The Scotist theologian Claude Frassen (d.1711) who was post-Trent, and an expert in the writings of Blessed Duns Scotus, devoted a whole chapter in his tenth volume to the question of the necessity of baptism (De necessitate Baptismi). Without giving the whole article, I translate his first conclusion:
"Baptism is necessary by a necessity of means for all men, whether adults or children. This is determined de fide from the Councils of Milan and Carthage, as Augustine puts forth, Epistle 90, and 92, and from the Council of Trent, Session 7, Can 5., 'If any one will have said, that Baptism is optional, that is, not necessary for salvation, let him be anathema.
But the truth of this conclusion is gathered from the words of Christ in John Chapter 3, 'Unless you will have been born of water,' etc. By such words Christ the Lord signifies, after the promulgation of the Law, that no man is able to gain eternal salvation, unless he will have been born by the water of Baptism.
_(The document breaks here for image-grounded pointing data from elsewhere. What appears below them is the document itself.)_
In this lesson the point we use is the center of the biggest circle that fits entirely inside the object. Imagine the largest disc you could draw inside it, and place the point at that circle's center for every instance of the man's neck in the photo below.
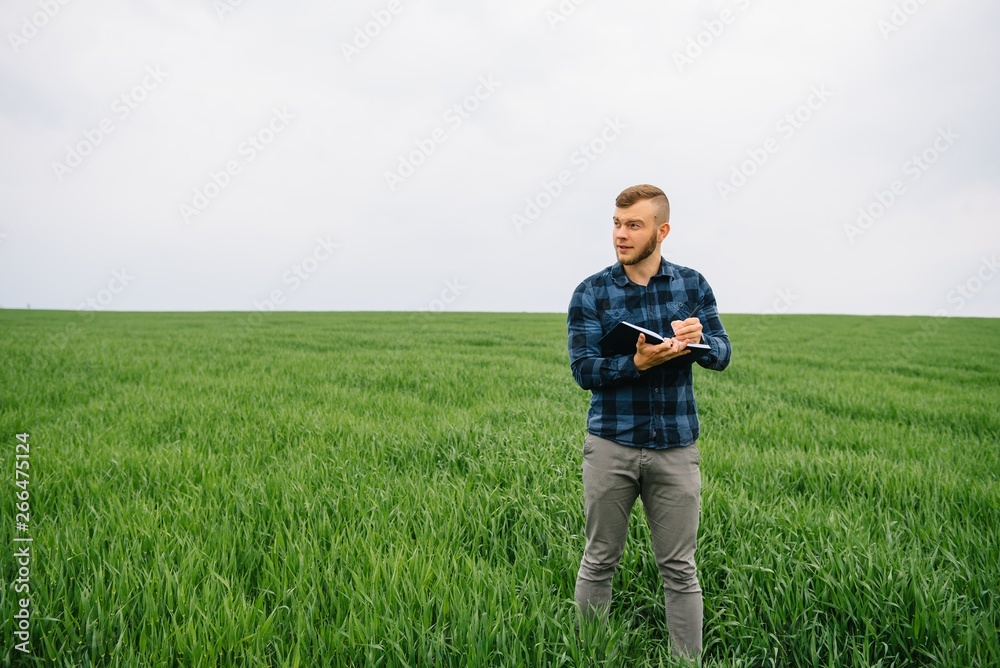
(641, 273)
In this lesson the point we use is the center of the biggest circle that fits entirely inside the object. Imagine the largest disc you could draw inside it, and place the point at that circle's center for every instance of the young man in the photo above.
(643, 423)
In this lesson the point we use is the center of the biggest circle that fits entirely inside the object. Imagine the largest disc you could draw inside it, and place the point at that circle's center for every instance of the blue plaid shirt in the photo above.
(653, 408)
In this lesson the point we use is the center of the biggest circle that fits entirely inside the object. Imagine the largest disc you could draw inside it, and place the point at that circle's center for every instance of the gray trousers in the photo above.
(669, 482)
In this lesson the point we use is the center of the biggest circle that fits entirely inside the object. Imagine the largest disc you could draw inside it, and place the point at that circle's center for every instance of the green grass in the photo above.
(394, 490)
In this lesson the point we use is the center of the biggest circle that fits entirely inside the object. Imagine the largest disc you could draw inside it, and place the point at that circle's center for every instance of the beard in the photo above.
(640, 254)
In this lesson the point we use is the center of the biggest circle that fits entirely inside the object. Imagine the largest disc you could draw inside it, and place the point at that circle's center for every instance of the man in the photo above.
(643, 424)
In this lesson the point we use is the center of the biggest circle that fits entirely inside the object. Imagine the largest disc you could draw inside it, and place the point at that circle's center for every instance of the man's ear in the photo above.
(662, 233)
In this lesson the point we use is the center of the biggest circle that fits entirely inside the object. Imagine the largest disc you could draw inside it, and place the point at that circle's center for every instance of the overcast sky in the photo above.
(412, 155)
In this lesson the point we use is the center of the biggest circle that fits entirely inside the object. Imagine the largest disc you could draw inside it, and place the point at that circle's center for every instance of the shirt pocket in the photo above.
(612, 317)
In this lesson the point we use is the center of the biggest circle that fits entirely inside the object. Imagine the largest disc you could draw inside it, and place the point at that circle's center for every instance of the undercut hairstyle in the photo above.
(630, 196)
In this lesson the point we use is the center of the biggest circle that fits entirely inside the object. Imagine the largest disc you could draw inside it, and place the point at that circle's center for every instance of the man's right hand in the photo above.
(648, 355)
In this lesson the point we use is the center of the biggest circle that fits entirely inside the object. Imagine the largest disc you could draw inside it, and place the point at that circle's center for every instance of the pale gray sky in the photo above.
(409, 155)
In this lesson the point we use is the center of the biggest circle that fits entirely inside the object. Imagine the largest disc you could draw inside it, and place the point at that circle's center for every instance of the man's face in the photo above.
(636, 235)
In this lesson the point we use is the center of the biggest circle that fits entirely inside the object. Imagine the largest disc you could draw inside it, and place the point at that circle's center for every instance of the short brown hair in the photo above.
(634, 194)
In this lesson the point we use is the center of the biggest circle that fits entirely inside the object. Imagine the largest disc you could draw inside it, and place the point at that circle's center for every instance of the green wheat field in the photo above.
(393, 489)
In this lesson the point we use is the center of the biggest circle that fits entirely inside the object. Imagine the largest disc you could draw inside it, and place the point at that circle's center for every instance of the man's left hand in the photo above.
(687, 330)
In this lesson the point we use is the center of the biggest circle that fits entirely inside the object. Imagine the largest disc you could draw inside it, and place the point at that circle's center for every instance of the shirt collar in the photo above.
(620, 278)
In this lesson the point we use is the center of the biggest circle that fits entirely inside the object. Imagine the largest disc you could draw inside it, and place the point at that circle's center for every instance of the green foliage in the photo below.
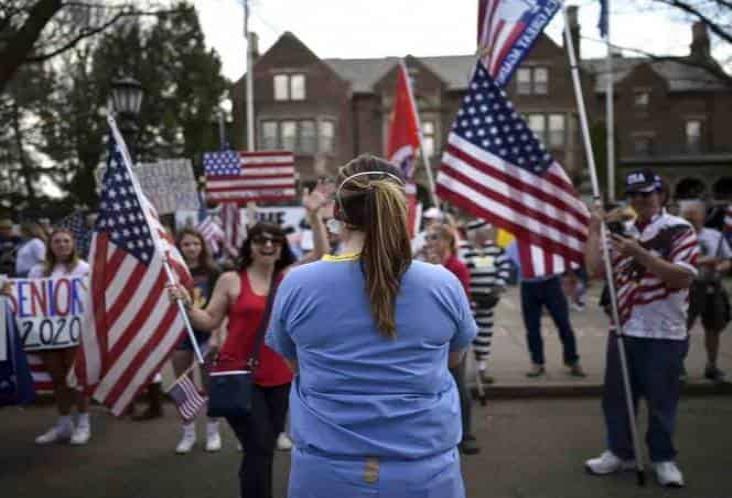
(182, 82)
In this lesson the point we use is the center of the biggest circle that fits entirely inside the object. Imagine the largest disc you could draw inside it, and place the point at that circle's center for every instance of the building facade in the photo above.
(670, 113)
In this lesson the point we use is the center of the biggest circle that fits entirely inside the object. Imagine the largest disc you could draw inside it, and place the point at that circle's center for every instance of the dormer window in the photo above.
(289, 87)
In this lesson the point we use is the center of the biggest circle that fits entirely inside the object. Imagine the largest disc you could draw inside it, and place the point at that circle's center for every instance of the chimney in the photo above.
(574, 29)
(255, 45)
(700, 41)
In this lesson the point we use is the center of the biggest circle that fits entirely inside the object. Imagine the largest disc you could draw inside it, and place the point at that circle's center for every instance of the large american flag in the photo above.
(507, 29)
(132, 325)
(240, 177)
(497, 169)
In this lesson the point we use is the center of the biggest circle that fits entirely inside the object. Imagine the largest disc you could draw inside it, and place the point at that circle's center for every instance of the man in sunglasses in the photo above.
(654, 260)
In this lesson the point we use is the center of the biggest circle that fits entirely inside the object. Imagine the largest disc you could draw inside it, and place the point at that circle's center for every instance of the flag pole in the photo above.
(569, 44)
(609, 109)
(422, 152)
(126, 160)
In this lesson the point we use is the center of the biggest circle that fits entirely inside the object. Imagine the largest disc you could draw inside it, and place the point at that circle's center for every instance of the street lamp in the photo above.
(127, 96)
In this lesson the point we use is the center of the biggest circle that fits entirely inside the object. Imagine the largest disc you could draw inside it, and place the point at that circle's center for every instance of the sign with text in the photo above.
(49, 311)
(168, 183)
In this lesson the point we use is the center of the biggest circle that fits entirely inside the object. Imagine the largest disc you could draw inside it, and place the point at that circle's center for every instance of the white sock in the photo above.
(65, 422)
(82, 420)
(212, 425)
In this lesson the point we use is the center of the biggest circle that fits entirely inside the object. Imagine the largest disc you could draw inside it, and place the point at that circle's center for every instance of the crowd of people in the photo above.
(369, 331)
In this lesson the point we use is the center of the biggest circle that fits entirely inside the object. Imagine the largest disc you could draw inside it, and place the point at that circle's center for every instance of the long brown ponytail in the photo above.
(375, 204)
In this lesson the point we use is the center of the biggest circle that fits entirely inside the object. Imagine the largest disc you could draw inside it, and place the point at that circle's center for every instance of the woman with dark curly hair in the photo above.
(241, 297)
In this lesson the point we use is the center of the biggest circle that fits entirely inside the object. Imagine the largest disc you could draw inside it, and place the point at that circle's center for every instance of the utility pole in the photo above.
(249, 81)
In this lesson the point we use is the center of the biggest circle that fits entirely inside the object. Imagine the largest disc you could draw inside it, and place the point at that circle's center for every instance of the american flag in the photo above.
(507, 29)
(211, 232)
(132, 325)
(240, 177)
(496, 168)
(187, 398)
(235, 230)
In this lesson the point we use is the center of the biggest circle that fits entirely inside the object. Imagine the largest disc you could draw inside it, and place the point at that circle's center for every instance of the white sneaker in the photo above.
(668, 474)
(284, 443)
(213, 438)
(185, 445)
(55, 434)
(608, 463)
(81, 435)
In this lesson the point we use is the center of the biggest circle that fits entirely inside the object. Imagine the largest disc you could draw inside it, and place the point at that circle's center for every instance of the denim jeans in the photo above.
(535, 295)
(257, 434)
(654, 366)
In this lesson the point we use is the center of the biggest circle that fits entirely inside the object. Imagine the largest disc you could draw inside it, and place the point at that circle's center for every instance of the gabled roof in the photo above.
(454, 70)
(680, 77)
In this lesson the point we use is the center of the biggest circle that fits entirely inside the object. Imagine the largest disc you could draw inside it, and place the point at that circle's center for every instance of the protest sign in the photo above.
(169, 184)
(49, 311)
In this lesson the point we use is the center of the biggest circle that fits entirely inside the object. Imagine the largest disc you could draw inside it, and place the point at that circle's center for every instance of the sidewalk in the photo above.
(509, 360)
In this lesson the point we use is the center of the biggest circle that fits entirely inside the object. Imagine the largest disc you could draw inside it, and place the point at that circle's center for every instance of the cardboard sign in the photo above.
(49, 311)
(169, 184)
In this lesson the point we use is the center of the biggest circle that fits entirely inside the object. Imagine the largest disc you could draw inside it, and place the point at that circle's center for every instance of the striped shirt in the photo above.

Such is the teaching as laid forth in Tertullian in his book concerning Baptism, ch. 12, where he says, 'It is prescribed, that no man is able to achieve salvation without Baptism, from this, primarily from the words of Our Lord, 'unless you will have been born again from water, you will have no life.' Hence the chapter following he (Lord) is speaking concerning those who assert that faith suffices for salvation...By these words (Frassen continues) Tertullian very patently reveals the impious assertion of the Calvinists, who contend that man is able to be justified, even without baptism."
Later in the article Frassen dissects the words "unless a man be born of water and the Holy Ghost," commenting that all the fathers (omnes SS. Patres) take the conjunction 'and' not as a disjunctive, but as a copulative word, meaning that both faith and water are necessary.